I first contacted Harlan after reading about his presentation on the ENHANCE trial at the March 2008 American College of Cardiology meeting. The ENHANCE trial was designed to test whether ezetimibe, a drug that lowers LDL, added any benefit to a statin in slowing the progression of atherosclerosis, as measured by carotid intima-media thickness. My daughter, who has heterozygous familial hypercholesterolemia, had been on ezetimibe at one point, so I was particularly interested in the trial. Unfortunately, ezetimibe added no benefit at all and Harlan, representing a panel of cardiologists, was not afraid to state that it is not enough to know a drug’s effect on laboratory markers such as LDL. Rather, we need to know whether a drug improves clinical outcomes, such as heart attacks, strokes and death. As Harlan put it,
There are 3 possibilities with this drug. Eventually—one day, when outcomes studies are finally done—we may recognize that it is an effective medication for reducing cardiovascular risk. The ENHANCE study makes that less likely, but it is not impossible.
It could be that ezetimibe is simply an expensive placebo, and its principal harm is that it drains precious resources from our health care system and possibly leads people to use fewer of the drugs that have been shown to be beneficial. The ENHANCE study suggests that this may be true.

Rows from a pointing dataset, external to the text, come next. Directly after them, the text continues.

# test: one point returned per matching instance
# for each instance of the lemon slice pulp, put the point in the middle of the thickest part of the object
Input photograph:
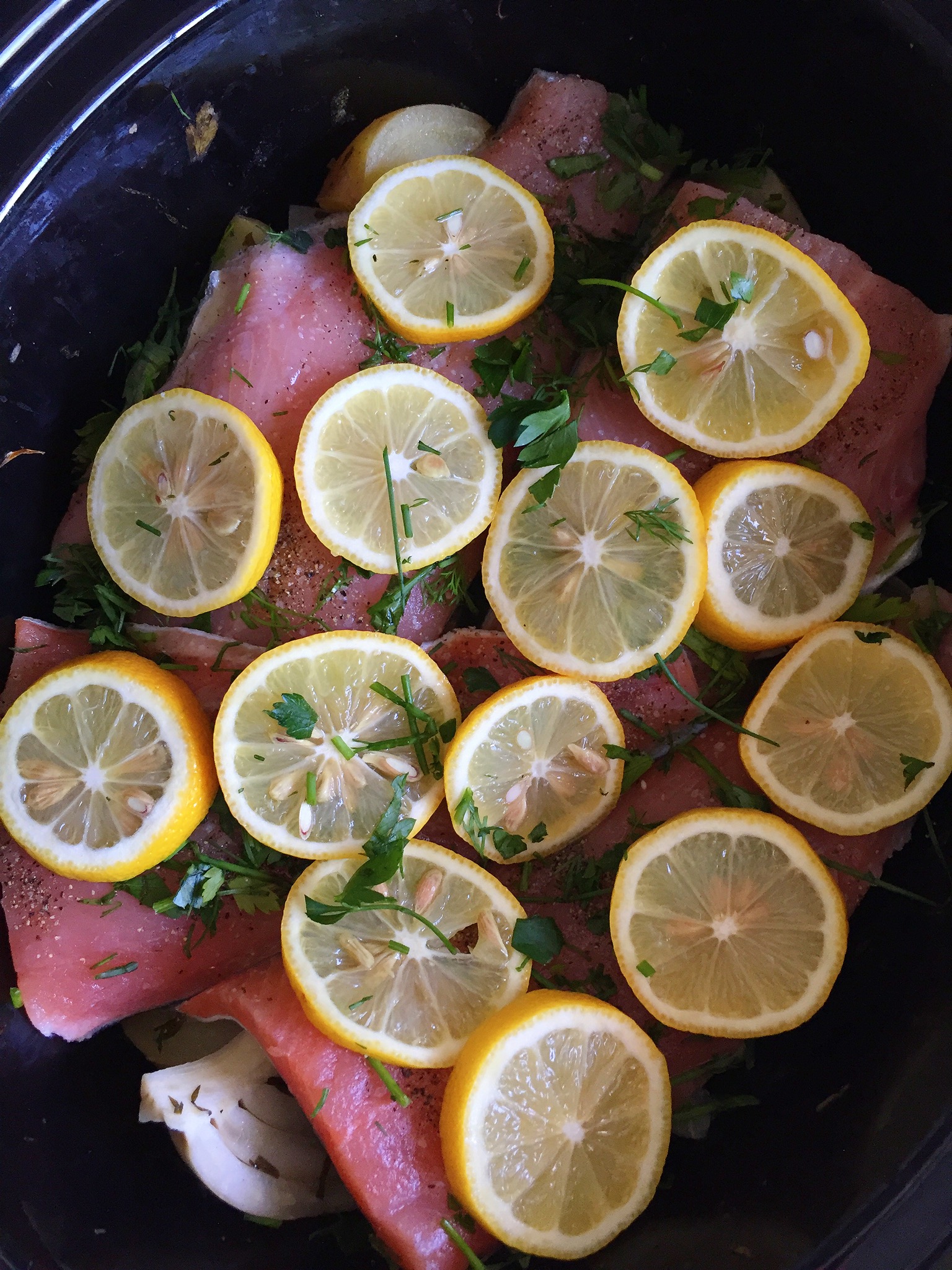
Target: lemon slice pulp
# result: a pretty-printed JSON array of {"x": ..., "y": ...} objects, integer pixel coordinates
[
  {"x": 399, "y": 138},
  {"x": 863, "y": 723},
  {"x": 534, "y": 757},
  {"x": 555, "y": 1123},
  {"x": 609, "y": 573},
  {"x": 725, "y": 922},
  {"x": 265, "y": 770},
  {"x": 451, "y": 249},
  {"x": 787, "y": 550},
  {"x": 382, "y": 982},
  {"x": 107, "y": 766},
  {"x": 444, "y": 498},
  {"x": 780, "y": 368},
  {"x": 184, "y": 504}
]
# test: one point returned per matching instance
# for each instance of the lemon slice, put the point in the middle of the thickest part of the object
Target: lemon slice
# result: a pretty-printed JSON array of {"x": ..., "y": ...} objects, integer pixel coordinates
[
  {"x": 534, "y": 758},
  {"x": 725, "y": 922},
  {"x": 787, "y": 550},
  {"x": 444, "y": 470},
  {"x": 782, "y": 366},
  {"x": 263, "y": 768},
  {"x": 399, "y": 138},
  {"x": 555, "y": 1124},
  {"x": 107, "y": 768},
  {"x": 609, "y": 573},
  {"x": 863, "y": 723},
  {"x": 184, "y": 504},
  {"x": 382, "y": 982},
  {"x": 451, "y": 249}
]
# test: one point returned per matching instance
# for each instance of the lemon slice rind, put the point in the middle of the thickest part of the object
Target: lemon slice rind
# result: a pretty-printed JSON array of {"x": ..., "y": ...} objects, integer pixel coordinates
[
  {"x": 928, "y": 683},
  {"x": 397, "y": 997},
  {"x": 671, "y": 958},
  {"x": 498, "y": 228},
  {"x": 98, "y": 704},
  {"x": 724, "y": 492},
  {"x": 788, "y": 358},
  {"x": 403, "y": 136},
  {"x": 535, "y": 1024},
  {"x": 340, "y": 475},
  {"x": 333, "y": 671},
  {"x": 514, "y": 525},
  {"x": 184, "y": 504},
  {"x": 495, "y": 728}
]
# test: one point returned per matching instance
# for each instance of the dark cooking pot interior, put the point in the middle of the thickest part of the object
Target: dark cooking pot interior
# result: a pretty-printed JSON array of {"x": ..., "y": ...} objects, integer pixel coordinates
[{"x": 855, "y": 100}]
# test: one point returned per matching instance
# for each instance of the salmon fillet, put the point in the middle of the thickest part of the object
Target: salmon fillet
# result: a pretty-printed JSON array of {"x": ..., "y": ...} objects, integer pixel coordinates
[
  {"x": 55, "y": 939},
  {"x": 876, "y": 442},
  {"x": 389, "y": 1157}
]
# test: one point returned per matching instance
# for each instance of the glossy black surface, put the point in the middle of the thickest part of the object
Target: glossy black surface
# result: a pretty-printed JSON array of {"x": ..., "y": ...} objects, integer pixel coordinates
[{"x": 855, "y": 99}]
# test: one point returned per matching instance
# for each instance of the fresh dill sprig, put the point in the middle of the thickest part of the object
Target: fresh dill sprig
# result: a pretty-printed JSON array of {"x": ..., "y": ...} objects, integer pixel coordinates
[{"x": 655, "y": 521}]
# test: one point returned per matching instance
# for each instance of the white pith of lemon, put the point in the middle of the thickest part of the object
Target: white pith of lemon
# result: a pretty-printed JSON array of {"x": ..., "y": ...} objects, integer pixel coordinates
[
  {"x": 582, "y": 588},
  {"x": 855, "y": 718},
  {"x": 399, "y": 138},
  {"x": 451, "y": 249},
  {"x": 184, "y": 504},
  {"x": 340, "y": 473},
  {"x": 107, "y": 766},
  {"x": 413, "y": 1008},
  {"x": 781, "y": 367},
  {"x": 787, "y": 550},
  {"x": 555, "y": 1124},
  {"x": 725, "y": 922},
  {"x": 534, "y": 755},
  {"x": 263, "y": 774}
]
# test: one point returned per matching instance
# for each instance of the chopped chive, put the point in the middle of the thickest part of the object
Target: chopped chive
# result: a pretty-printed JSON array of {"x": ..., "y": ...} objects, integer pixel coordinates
[
  {"x": 633, "y": 291},
  {"x": 342, "y": 747},
  {"x": 118, "y": 969},
  {"x": 182, "y": 111},
  {"x": 475, "y": 1264},
  {"x": 878, "y": 882},
  {"x": 223, "y": 651},
  {"x": 707, "y": 710},
  {"x": 392, "y": 1088}
]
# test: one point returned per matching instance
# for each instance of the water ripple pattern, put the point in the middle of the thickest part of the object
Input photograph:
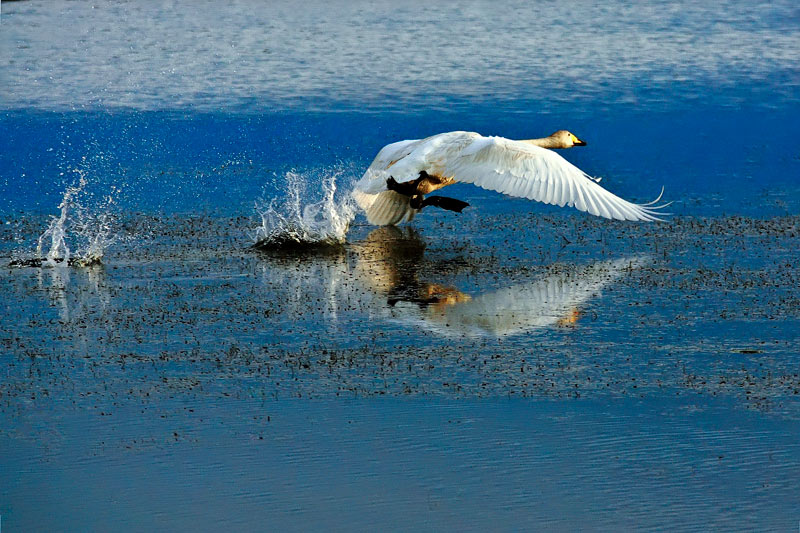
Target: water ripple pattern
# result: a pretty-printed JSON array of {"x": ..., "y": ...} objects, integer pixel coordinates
[{"x": 383, "y": 55}]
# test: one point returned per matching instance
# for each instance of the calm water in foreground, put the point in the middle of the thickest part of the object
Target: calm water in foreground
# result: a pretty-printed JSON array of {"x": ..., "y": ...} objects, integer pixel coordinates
[{"x": 512, "y": 367}]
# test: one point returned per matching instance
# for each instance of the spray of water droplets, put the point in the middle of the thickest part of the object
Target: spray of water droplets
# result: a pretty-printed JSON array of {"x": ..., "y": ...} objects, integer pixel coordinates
[
  {"x": 88, "y": 230},
  {"x": 299, "y": 216}
]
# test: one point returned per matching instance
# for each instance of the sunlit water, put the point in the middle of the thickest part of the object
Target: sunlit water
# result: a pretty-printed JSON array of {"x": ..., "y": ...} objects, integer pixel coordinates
[{"x": 199, "y": 329}]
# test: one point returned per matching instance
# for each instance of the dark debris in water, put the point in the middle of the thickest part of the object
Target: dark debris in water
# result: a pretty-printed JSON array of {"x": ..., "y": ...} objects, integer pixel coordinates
[
  {"x": 39, "y": 262},
  {"x": 187, "y": 310}
]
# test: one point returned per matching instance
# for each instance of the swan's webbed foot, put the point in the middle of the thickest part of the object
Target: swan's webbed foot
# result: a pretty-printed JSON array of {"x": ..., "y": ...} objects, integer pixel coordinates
[{"x": 408, "y": 188}]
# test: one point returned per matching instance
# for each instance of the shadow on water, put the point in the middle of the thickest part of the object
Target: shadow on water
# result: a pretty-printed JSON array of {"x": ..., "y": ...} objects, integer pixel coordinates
[{"x": 389, "y": 274}]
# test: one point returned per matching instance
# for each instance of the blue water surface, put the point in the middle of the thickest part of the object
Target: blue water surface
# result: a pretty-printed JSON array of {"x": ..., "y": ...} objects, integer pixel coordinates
[{"x": 518, "y": 366}]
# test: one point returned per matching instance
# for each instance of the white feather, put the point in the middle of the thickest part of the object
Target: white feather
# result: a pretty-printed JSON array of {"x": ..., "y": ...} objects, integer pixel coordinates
[{"x": 515, "y": 168}]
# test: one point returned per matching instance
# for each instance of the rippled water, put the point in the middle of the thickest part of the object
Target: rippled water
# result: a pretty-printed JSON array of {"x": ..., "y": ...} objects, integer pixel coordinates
[
  {"x": 514, "y": 366},
  {"x": 395, "y": 55}
]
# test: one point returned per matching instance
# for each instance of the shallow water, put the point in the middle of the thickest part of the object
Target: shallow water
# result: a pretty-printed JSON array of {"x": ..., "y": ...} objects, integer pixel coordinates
[{"x": 513, "y": 366}]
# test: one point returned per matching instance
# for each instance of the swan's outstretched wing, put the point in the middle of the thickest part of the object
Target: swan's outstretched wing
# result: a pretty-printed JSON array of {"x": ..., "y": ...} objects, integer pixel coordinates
[{"x": 520, "y": 169}]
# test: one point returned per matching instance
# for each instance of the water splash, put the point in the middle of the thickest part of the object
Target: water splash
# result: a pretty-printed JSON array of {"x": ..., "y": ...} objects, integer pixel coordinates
[
  {"x": 297, "y": 219},
  {"x": 90, "y": 230}
]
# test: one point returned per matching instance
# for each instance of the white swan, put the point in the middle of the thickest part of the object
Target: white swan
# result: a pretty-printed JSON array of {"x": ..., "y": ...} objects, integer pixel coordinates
[{"x": 394, "y": 186}]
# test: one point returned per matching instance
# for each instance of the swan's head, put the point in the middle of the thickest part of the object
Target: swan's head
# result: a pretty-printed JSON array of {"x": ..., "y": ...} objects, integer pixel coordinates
[{"x": 565, "y": 139}]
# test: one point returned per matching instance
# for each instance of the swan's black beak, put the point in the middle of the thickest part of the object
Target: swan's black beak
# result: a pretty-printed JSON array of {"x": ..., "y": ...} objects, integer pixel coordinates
[{"x": 576, "y": 141}]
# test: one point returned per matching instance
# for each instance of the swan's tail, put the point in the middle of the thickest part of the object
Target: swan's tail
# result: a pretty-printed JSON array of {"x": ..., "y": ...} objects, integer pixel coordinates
[{"x": 386, "y": 208}]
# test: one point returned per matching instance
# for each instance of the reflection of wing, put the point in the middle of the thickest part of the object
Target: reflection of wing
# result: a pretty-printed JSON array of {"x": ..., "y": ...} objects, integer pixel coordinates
[{"x": 522, "y": 308}]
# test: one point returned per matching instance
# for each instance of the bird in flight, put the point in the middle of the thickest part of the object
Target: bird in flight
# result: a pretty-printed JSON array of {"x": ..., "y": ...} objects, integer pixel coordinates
[{"x": 394, "y": 187}]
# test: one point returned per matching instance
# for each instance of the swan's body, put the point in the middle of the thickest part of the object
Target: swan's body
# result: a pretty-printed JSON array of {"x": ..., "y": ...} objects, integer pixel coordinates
[{"x": 525, "y": 169}]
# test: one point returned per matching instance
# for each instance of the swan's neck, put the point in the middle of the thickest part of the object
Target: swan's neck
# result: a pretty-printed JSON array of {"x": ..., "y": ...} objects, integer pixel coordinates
[{"x": 544, "y": 142}]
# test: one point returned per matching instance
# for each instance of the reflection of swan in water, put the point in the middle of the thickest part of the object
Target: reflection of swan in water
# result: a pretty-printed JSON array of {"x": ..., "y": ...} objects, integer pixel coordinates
[
  {"x": 390, "y": 262},
  {"x": 389, "y": 276}
]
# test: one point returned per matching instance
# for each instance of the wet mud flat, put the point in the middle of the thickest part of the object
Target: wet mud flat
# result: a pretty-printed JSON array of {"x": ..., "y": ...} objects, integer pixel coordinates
[{"x": 665, "y": 357}]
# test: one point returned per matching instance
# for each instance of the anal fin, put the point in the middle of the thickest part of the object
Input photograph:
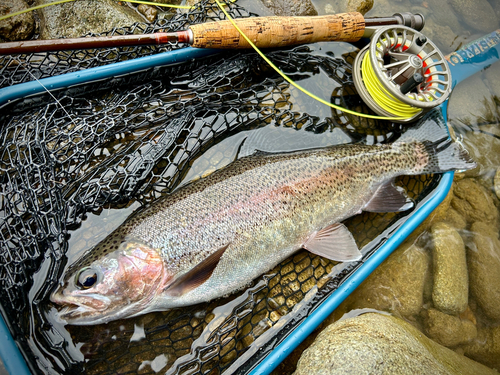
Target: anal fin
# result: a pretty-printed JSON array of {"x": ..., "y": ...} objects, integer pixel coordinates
[
  {"x": 334, "y": 242},
  {"x": 196, "y": 276},
  {"x": 389, "y": 198}
]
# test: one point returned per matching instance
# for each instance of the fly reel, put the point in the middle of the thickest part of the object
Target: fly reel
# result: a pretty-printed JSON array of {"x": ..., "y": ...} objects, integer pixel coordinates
[{"x": 401, "y": 74}]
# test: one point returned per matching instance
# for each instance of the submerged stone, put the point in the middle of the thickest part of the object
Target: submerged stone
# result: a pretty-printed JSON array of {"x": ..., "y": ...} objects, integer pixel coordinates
[
  {"x": 19, "y": 27},
  {"x": 379, "y": 344},
  {"x": 448, "y": 330},
  {"x": 486, "y": 347},
  {"x": 484, "y": 268},
  {"x": 397, "y": 285},
  {"x": 450, "y": 292},
  {"x": 78, "y": 18},
  {"x": 474, "y": 202},
  {"x": 477, "y": 14}
]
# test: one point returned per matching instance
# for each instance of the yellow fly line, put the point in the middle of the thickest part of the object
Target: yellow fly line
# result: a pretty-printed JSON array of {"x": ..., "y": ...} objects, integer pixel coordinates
[
  {"x": 289, "y": 80},
  {"x": 381, "y": 95}
]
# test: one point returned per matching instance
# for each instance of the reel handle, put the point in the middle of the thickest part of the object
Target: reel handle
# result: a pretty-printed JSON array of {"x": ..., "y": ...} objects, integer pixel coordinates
[{"x": 272, "y": 32}]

Third, it could be harmful. We do not know enough about the clinical risks of this drug. It is well tolerated and there are no obvious safety problems, but we cannot say if there is an increased risk of acute myocardial infarction or death or another important health problem.
* * * * *
This study heralds the need for clinical research to guide us in decisions for our patients; ideally, this work must be done early in the drug’s development. It is not right that we are this far down the line with this drug and we have so much uncertainty about its balance of risks and benefits. We must understand the effect of new drugs on people and that relying on a drug’s effect on a set of laboratory tests may not tell the whole story. We have learned this lesson before. It appears that we must learn it again.
Addendum: Just published in Circulation: Cardiovascular Quality and Outcomes, this editor’s perspective by Harlan Krumholz entitled “Patient-Centered Medicine: The Next Phase in Health Care.” Here’s an excerpt:
What matters most to patients are outcomes: Did I recover? Is my quality of life better? Patients want to know what has been accomplished by the tests and treatments they have undergone and what has been achieved by the time and resources that have been expended. It is time for us to fully embrace patient-centered medicine, which is ultimately outcomes oriented, with a focus on what patients experience and, among the range of medically reasonable options, gives precedence to what patients prefer.